As if electrocuted by a hidden truth, his posture became rigid, and he stared into her eyes. “Is this why you still refuse to go to college?” he asked.
Why was it impossible to focus on the pregnancy? Izzy wondered. Was it so hard to accept the fact that she had gotten pregnant because they had spent a fair amount of her senior year having sex and that now the obvious problems of this pregnancy needed to be addressed, one way or the other? Did they need to bring other elements into this already combustible situation, just to see how they might interact?
“It has nothing to do with that,” she replied, removing her hands from his face, remembering that they were in public. “I never wanted to go to college, I’ve told you a million times. You thought I should go to college, but I never considered it. The baby is just our own singular bad luck.”
“Okay, okay, fine,” he said, waving her off. “Okay, let’s just think.” He paused. He reached into the backpack at his feet and produced a greeting card envelope. “I got you a graduation card,” he said, holding it out for her.
She slapped it out of his hand. “The baby, Hal. Jesus. Can we talk about the baby?”
“Is it a boy or a girl?” he asked, his face so open and sad.
Once again, she felt dizzy. It was so strange, how tenderness and mania could exist in one imperfect body.
“I have no idea,” she said. “I think it’s too early for anything like that.”
“What do we do, then?” he asked, and Izzy was relieved to see that he was finally addressing the issue, the elephant in the womb.
“I know what I want to do,” she said, “but what do we want to do?” She wanted, the minute the first test came back positive, to find some way to keep the baby, to raise the baby, to transform her unbelievably dim life into something beautiful because of this baby. But to say that out loud, to say it to Mr. Jackson, to Hal, seemed beyond her. She could not remember the last time she had asked for something and been anything other than disappointed. This time, she would keep her intentions hidden and see if they were granted as if by magic.
“That’s unfair,” he said. “Why can’t we just talk about what we want to do, honestly?”

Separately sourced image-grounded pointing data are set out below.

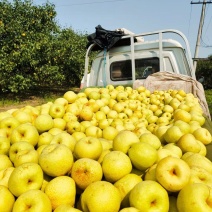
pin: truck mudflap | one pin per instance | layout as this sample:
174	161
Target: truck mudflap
166	80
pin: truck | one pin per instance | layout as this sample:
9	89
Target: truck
125	58
134	56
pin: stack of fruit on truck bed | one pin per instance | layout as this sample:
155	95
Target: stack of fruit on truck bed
107	150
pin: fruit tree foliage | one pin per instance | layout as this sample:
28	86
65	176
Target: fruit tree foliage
35	50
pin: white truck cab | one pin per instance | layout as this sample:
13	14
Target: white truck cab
137	59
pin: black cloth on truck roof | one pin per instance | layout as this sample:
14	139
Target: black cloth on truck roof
104	39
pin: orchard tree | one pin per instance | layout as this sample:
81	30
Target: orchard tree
34	50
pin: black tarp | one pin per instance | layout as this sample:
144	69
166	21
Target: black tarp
105	39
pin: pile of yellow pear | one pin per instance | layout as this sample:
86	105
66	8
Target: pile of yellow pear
107	150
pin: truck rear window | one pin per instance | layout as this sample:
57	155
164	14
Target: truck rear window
122	70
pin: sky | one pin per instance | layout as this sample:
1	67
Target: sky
138	16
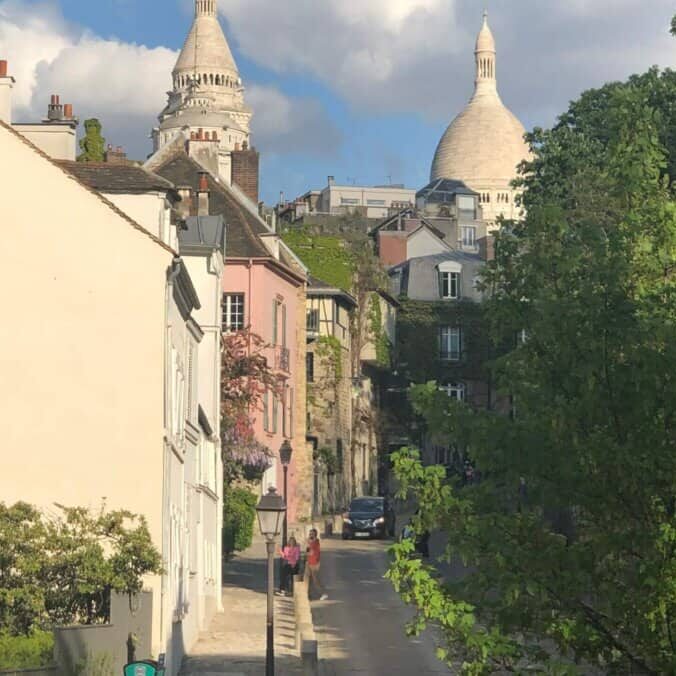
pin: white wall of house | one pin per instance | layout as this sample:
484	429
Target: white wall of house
81	348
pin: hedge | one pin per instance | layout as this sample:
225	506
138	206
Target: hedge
239	515
26	652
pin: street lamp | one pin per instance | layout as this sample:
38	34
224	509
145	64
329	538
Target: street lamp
270	510
285	453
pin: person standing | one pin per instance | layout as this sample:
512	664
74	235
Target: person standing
290	565
314	555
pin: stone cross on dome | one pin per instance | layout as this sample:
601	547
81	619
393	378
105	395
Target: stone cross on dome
485	57
205	8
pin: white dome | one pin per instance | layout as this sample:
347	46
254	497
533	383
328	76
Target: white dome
205	50
483	145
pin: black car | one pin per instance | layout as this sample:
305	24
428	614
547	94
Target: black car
369	517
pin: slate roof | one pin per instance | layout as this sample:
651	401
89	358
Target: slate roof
441	188
116	178
242	226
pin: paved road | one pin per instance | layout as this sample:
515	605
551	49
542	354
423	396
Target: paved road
361	626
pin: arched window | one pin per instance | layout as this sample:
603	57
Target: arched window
454	391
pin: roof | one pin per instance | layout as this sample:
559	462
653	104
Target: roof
242	226
85	186
317	287
437	190
202	234
116	178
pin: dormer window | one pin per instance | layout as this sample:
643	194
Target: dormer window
450	285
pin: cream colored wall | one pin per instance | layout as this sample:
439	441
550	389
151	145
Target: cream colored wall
57	140
151	210
81	346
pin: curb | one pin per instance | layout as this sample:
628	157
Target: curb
306	639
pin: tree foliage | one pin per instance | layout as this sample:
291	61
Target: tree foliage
246	375
576	569
92	144
61	570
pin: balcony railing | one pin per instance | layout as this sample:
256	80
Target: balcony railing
282	359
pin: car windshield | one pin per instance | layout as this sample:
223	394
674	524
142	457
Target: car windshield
366	504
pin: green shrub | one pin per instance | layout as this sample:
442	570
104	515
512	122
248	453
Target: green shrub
26	652
239	514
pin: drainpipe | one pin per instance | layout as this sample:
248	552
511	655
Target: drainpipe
172	274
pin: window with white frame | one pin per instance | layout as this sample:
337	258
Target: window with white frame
450	285
450	343
455	391
233	312
468	236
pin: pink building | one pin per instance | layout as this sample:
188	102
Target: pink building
264	290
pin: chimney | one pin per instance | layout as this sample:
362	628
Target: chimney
6	85
245	167
203	195
487	247
55	109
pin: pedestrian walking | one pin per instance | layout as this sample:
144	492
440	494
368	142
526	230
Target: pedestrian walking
290	565
314	555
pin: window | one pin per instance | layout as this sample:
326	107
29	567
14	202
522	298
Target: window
275	413
313	321
310	367
465	203
266	410
468	234
233	312
454	391
451	343
450	285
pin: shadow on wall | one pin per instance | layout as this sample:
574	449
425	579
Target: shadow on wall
102	649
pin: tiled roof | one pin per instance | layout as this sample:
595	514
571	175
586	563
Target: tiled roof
242	226
116	178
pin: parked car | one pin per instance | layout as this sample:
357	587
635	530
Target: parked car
369	517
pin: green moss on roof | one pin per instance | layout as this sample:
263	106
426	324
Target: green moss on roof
326	256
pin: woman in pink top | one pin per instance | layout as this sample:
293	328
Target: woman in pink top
290	564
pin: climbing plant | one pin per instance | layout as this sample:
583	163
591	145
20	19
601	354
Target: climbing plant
92	144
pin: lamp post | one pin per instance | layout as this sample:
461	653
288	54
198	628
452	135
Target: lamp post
270	510
285	453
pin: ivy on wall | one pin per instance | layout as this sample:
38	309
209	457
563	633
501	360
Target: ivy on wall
418	324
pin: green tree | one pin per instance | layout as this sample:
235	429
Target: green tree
92	144
61	570
570	536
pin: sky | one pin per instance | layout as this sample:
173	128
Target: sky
358	89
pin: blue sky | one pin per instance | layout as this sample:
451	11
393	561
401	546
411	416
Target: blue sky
359	89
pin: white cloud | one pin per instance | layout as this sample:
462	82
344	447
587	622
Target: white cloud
417	55
283	125
125	85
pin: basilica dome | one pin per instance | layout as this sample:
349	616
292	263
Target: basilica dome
484	144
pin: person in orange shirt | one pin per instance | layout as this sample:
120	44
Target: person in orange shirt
314	555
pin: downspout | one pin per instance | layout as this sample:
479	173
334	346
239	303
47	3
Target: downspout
172	274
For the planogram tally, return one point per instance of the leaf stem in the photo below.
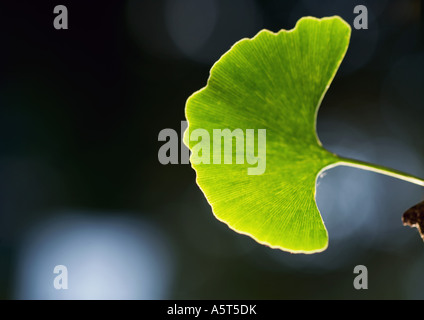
(380, 169)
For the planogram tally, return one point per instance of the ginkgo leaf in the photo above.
(273, 82)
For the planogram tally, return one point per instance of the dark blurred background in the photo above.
(80, 180)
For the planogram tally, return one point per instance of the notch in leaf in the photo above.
(276, 82)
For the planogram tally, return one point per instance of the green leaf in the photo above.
(275, 81)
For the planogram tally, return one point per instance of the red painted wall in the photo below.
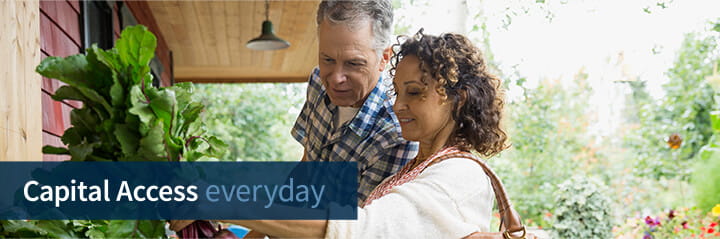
(60, 35)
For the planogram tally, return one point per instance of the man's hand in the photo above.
(177, 225)
(252, 234)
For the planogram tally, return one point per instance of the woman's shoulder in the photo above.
(459, 176)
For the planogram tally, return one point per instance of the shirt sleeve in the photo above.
(451, 199)
(299, 130)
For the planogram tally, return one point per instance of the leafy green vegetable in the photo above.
(123, 118)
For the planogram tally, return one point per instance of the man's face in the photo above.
(349, 66)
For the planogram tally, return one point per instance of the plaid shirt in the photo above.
(372, 138)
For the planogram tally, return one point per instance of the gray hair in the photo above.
(353, 12)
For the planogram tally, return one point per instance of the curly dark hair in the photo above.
(458, 67)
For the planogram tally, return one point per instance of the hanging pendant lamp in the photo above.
(267, 40)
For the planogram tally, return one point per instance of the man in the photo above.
(348, 115)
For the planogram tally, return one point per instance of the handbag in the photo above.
(511, 226)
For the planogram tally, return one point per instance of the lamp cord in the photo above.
(267, 10)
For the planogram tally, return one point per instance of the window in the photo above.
(97, 24)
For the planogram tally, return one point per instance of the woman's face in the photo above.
(423, 113)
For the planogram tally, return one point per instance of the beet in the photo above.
(225, 234)
(198, 229)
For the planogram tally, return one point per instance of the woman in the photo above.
(448, 102)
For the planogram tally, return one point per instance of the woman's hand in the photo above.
(177, 225)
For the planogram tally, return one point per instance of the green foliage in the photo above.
(582, 209)
(678, 223)
(547, 127)
(83, 229)
(685, 110)
(123, 117)
(706, 175)
(254, 119)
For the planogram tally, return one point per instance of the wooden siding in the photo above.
(20, 102)
(60, 35)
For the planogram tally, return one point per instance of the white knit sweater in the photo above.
(450, 199)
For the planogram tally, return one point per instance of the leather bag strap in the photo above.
(510, 223)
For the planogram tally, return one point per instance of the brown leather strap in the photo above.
(510, 220)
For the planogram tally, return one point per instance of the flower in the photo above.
(714, 79)
(716, 210)
(648, 220)
(674, 141)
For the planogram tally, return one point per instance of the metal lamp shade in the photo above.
(267, 40)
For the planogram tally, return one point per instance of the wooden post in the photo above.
(20, 105)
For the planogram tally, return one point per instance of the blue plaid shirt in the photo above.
(372, 138)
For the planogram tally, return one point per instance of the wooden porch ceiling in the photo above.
(208, 39)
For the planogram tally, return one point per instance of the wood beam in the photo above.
(236, 75)
(20, 102)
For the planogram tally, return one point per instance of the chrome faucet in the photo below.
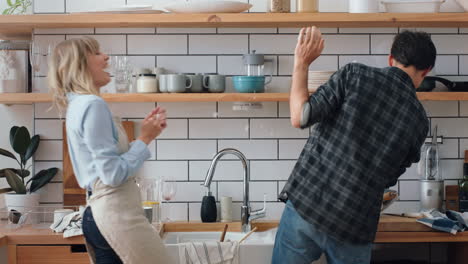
(246, 214)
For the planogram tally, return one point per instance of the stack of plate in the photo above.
(317, 78)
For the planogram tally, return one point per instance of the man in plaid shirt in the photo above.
(368, 128)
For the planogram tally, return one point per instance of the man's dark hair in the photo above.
(414, 48)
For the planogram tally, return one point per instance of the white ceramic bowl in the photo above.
(413, 6)
(464, 4)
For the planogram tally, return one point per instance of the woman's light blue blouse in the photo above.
(93, 144)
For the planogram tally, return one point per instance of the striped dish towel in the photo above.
(450, 222)
(209, 252)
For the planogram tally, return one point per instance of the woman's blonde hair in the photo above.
(68, 70)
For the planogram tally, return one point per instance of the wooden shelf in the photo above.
(30, 98)
(20, 26)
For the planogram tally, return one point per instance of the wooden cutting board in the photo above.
(72, 192)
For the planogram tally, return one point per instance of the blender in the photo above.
(431, 181)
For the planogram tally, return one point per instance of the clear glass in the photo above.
(428, 166)
(169, 190)
(150, 191)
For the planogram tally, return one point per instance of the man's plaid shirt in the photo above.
(369, 127)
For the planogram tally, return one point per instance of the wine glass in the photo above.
(169, 189)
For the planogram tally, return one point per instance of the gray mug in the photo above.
(214, 83)
(178, 83)
(197, 83)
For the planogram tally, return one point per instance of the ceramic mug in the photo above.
(214, 83)
(197, 82)
(178, 83)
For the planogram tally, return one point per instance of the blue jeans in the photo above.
(104, 253)
(299, 242)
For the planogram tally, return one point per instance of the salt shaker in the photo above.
(226, 209)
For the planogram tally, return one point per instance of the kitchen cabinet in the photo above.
(29, 245)
(70, 254)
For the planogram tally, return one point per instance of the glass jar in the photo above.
(147, 83)
(307, 6)
(279, 6)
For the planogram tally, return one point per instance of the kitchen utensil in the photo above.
(15, 74)
(247, 235)
(207, 7)
(224, 233)
(214, 83)
(363, 6)
(413, 6)
(249, 84)
(429, 83)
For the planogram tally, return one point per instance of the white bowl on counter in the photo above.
(464, 4)
(412, 6)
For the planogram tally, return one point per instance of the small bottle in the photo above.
(208, 212)
(226, 209)
(307, 6)
(279, 6)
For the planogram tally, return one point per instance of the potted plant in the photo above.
(16, 7)
(23, 190)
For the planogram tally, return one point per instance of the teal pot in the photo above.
(249, 84)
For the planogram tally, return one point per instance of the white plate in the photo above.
(413, 6)
(208, 7)
(127, 9)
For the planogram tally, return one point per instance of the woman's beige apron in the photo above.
(119, 216)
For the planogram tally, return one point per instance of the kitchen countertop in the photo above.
(391, 229)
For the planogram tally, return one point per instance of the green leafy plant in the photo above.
(17, 7)
(25, 147)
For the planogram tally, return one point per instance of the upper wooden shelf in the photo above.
(31, 98)
(15, 26)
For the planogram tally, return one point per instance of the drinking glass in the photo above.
(169, 190)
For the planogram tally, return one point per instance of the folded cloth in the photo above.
(450, 222)
(69, 224)
(209, 252)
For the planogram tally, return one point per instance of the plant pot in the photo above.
(22, 203)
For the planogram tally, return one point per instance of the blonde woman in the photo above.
(104, 163)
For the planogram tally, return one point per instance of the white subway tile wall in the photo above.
(196, 131)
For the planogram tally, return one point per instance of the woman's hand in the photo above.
(153, 125)
(309, 46)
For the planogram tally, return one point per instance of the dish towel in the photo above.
(209, 252)
(450, 222)
(69, 224)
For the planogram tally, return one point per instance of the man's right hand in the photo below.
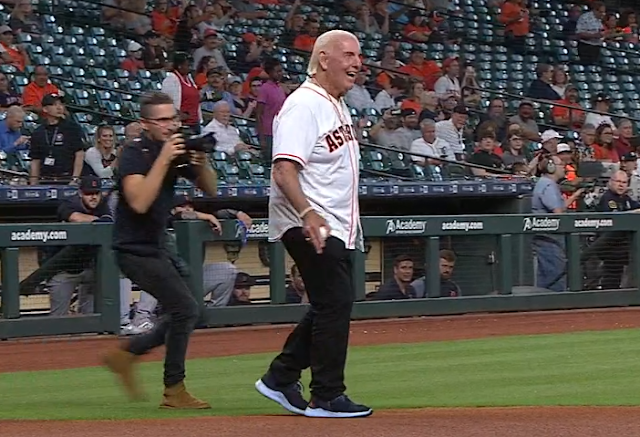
(172, 148)
(312, 223)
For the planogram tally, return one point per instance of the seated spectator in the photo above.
(541, 87)
(601, 103)
(179, 84)
(386, 98)
(226, 134)
(427, 71)
(603, 148)
(514, 15)
(242, 107)
(572, 117)
(11, 137)
(293, 25)
(429, 145)
(525, 118)
(452, 131)
(305, 41)
(448, 288)
(39, 87)
(486, 157)
(414, 96)
(625, 133)
(10, 52)
(569, 28)
(88, 206)
(430, 107)
(164, 20)
(417, 30)
(396, 128)
(56, 148)
(560, 80)
(358, 96)
(215, 90)
(134, 61)
(470, 94)
(153, 55)
(211, 47)
(23, 20)
(7, 96)
(296, 292)
(496, 118)
(101, 159)
(242, 290)
(398, 286)
(365, 22)
(449, 85)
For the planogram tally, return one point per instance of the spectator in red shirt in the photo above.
(134, 61)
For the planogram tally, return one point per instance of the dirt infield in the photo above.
(42, 354)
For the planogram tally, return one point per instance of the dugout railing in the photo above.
(511, 235)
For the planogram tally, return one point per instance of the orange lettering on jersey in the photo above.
(331, 144)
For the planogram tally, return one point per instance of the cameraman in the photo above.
(612, 248)
(148, 171)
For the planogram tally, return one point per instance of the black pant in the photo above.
(158, 276)
(321, 338)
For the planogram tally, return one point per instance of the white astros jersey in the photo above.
(316, 131)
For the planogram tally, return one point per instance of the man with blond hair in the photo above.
(314, 211)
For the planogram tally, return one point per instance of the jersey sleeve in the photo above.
(295, 134)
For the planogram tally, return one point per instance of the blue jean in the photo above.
(552, 262)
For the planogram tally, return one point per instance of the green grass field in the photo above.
(589, 368)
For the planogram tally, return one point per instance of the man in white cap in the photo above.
(314, 211)
(134, 61)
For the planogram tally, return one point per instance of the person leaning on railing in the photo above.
(549, 249)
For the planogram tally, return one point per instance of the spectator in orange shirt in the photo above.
(418, 29)
(414, 92)
(10, 52)
(165, 20)
(603, 149)
(37, 89)
(134, 61)
(569, 117)
(306, 40)
(427, 71)
(515, 16)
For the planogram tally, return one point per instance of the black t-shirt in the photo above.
(55, 146)
(487, 159)
(143, 234)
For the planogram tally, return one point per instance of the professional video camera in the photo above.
(199, 143)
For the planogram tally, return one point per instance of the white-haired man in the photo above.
(313, 210)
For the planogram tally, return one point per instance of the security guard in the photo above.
(612, 248)
(629, 164)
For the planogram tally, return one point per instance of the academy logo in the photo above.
(540, 224)
(405, 227)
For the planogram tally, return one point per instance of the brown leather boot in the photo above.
(122, 363)
(176, 397)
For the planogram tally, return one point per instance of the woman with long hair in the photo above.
(101, 159)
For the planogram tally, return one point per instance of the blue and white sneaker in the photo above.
(340, 407)
(290, 397)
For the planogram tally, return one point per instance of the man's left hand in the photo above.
(197, 159)
(244, 218)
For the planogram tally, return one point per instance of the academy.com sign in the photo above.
(405, 227)
(42, 236)
(462, 226)
(540, 224)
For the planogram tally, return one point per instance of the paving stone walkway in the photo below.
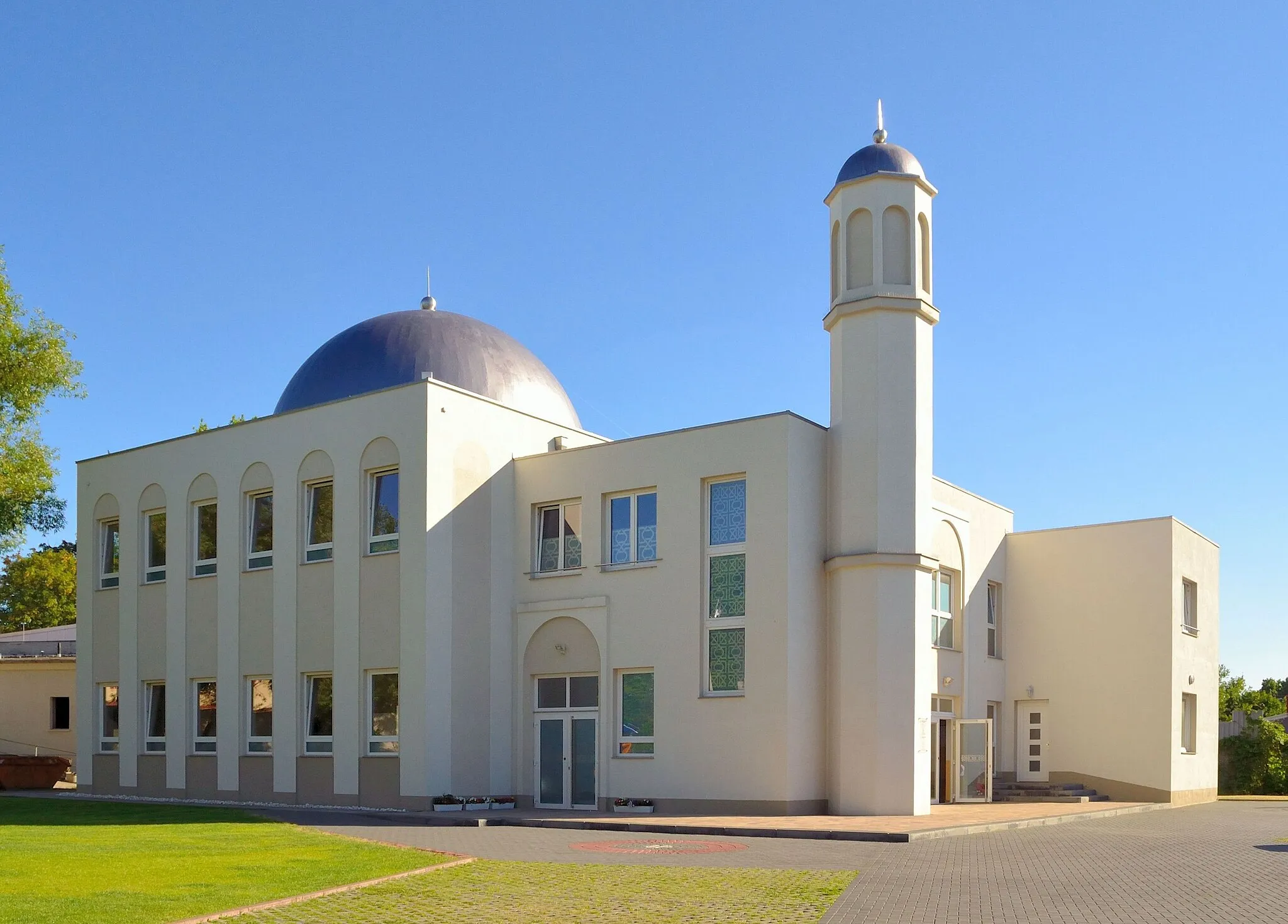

“We can. I just want you to go first.”
Mr. Jackson looked down at the card again, lying in the grass at their feet. It was as if the answer was written on the inside of that card. “There’s fifty dollars in there for you,” he said.
“C’mon now.”
“I’m just saying we need to remember to get it before we leave,” he said. He stared out at the empty park, a pathetic excuse for a park, just a few benches, lots of trees, and a walking trail that had not been kept in walking order. They had met here dozens of times over the past year, one time, though not the time that created this baby, having sex on this very bench in the middle of the night. The recklessness of their actions, Izzy now considered; how had they not expected some kind of reckoning?
“All things considered,” Mr. Jackson finally said, drawing out each word, searching her face for emotion or guidance, “we should probably think really hard about . . .” He paused and took a deep breath. “We should probably think about not . . .” He again looked for any sign from her, but she was good at this, was as skilled as a robot at hiding her emotions. “Well, we should probably just go ahead . . . and just have this fucking baby, I guess.”
It was the least romantic, least touching way that the sentiment could have been delivered, but Izzy, at this point, was willing to accept it in any form. She did not need a heartfelt and life-affirming speech about their destiny together. She needed this baby, for reasons she was still hoping to understand. She needed this baby, and he had given it to her, again.
She kissed him, pressed her body as close to him as physics would allow, holding on to that kiss as if to keep any possible reconsiderations at bay. She let that kiss linger, forgetting, or really just ignoring, the fact that they were in public and they were a secret couple. Or perhaps that didn’t matter anymore, the secrecy. Pretty soon, she would be showing and he would be holding her hand in public and things would simply take care of themselves. She felt, in that quick moment, her entire life bend and shift by such a number of degrees that she felt nauseous from the new possibilities. She was, fuck it, as happy as she might ever be.
“What do we do now?” he asked.
“Let’s go see a movie,” she said, bending down to pick up the graduation card. She ripped it open and, without reading the card, produced the two twenties and single ten. “I’ll pay for it,” she offered, still smiling.